Is anyone among you suffering? Let him pray. Is anyone cheerful? Let him sing praise. Is anyone among you sick? Let him call for the elders of the church, and let them pray over him, anointing him with oil in the name of the Lord. And the prayer of faith will save the one who is sick, and the Lord will raise him up. And if he has committed sins, he will be forgiven. Therefore, confess your sins to one another and pray for one another, that you may be healed. The prayer of a righteous person has great power as it is working.

James 5:13-16 (ESV)

It seems in this case, that James, the brother of the Master, and the later Rabbinic sages agree with each other. We indeed should pray for each other and if ill or suffering, we are directed to request prayer from the righteous. For a religious Jew, that means seeking out a chacham or tzaddik, since the prayer of a holy person “has great power as it is working.”

But is it true that our prayers or more effective when “intoned wholeheartedly,” to quote another part of the “story off the daf?” I believe this is true. Haven’t there been times when you attempted to pray for another only out of duty and not because you really cared? Maybe a person asked you to pray for a situation that you didn’t believe was terribly serious. Maybe you even said you’d pray for them and then completely neglected the matter. How would such lackluster prayers or no prayers at all help anyone?

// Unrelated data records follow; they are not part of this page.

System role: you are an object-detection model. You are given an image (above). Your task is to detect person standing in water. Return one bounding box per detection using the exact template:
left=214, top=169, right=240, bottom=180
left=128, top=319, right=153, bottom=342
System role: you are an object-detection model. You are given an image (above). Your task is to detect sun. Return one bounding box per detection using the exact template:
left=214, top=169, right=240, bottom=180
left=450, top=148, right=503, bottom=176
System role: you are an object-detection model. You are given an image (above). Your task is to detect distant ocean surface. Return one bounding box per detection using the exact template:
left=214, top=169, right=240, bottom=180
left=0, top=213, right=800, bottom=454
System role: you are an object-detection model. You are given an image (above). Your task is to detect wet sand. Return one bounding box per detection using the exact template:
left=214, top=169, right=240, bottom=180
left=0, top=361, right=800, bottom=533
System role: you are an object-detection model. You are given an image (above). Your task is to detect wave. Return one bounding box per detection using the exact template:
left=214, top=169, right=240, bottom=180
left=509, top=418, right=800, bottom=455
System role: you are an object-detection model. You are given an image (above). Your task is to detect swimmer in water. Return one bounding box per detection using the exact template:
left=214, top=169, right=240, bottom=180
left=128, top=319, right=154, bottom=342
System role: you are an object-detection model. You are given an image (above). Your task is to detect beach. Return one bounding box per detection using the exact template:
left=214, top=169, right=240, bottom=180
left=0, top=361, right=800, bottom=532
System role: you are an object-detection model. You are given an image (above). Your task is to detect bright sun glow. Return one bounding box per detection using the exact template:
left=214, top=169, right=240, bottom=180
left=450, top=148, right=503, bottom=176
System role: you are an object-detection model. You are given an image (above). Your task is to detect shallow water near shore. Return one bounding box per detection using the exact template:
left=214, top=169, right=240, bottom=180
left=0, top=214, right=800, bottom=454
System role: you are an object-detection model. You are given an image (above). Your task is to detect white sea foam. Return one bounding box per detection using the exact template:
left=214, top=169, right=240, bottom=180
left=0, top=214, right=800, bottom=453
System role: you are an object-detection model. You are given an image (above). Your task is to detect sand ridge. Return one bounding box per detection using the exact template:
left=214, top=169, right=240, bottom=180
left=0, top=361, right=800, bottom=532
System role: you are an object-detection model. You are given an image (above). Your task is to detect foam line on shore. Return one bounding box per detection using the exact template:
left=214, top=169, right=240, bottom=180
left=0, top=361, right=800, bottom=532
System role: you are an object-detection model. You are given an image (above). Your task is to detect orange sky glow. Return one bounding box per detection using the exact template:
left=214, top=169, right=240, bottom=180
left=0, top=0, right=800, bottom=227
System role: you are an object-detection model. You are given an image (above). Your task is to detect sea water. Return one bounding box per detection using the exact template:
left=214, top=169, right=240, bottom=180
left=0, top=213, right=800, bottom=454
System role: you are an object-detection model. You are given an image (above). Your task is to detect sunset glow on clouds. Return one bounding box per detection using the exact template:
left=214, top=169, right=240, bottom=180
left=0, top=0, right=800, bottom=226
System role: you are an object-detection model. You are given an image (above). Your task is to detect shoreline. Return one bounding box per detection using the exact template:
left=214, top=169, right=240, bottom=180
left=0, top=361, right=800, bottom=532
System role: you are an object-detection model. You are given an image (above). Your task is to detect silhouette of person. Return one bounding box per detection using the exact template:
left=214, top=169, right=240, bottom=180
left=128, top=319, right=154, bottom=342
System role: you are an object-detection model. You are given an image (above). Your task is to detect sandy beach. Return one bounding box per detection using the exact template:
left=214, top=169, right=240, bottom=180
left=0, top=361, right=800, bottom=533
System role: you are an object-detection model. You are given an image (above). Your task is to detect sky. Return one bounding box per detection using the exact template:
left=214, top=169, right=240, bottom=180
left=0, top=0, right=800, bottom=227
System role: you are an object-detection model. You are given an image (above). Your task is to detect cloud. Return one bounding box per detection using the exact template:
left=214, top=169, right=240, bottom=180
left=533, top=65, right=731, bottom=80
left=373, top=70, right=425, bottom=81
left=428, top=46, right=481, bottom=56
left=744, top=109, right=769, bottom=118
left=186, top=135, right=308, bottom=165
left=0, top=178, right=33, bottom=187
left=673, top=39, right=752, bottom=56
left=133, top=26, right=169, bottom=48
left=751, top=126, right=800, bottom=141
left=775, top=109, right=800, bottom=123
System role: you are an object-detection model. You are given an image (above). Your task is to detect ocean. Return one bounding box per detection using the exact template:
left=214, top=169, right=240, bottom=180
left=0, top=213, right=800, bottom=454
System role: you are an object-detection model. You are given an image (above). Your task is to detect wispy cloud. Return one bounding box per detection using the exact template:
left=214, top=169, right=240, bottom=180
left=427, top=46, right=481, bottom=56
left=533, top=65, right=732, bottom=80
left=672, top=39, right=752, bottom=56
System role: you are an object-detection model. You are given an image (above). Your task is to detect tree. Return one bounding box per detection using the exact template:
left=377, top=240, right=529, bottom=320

Yesterday was Tisha B’Av, a day of tremendous grief among the Jewish people; a day that marks many terrible tragedies for the Jews, including the failure of the generation of Israelites who left slavery in Egypt to enter into Eretz Yisrael and take possession of the Land. It is also the date on which the Holy Temple in Jerusalem was destroyed and the Jewish people were sent into exile for nearly 2,000 years.

Our Sages explain that the people, who lived at the time of the Temple’s destruction by the Romans learned Torah, did misvot and performed acts of kindness. Why was the Temple destroyed? Because of sin’ at hinam–baseless hatred. Jealousy and selfishness created differences in people. ”Why does he drive such a nice car and I pray that mine will start every time that I put the key in the ignition?”–”I work so hard and do everything with impeccable honesty, so how come his business is flying and mine can’t show a profit?” Questions like these are at the root of baseless hatred. They doubt the correctness of G-d’s “distribution system”. You might even go so far as to say that they reveal a lack of Faith!

-Rabbi Raymond Beyda
“You Gotta Believe”
Commentary on Torah Portion Devarim
Torah.org

It may surprise many Christians to realize that the destruction of the Temple and the exile of the Jews wasn’t due to a lack of piety or religious observance. The religious practice of the Jews in Israel in those days was above reproach.

But…

But, according to midrash, the sin of baseless hatred of one Jew for another was very great and indicated a lack of faith among the people. How can even impeccable acts of piety and holiness be truly effective if faith is diminished by hatred? How can prayers be effective and invoke a response from God if our trust in Him is small?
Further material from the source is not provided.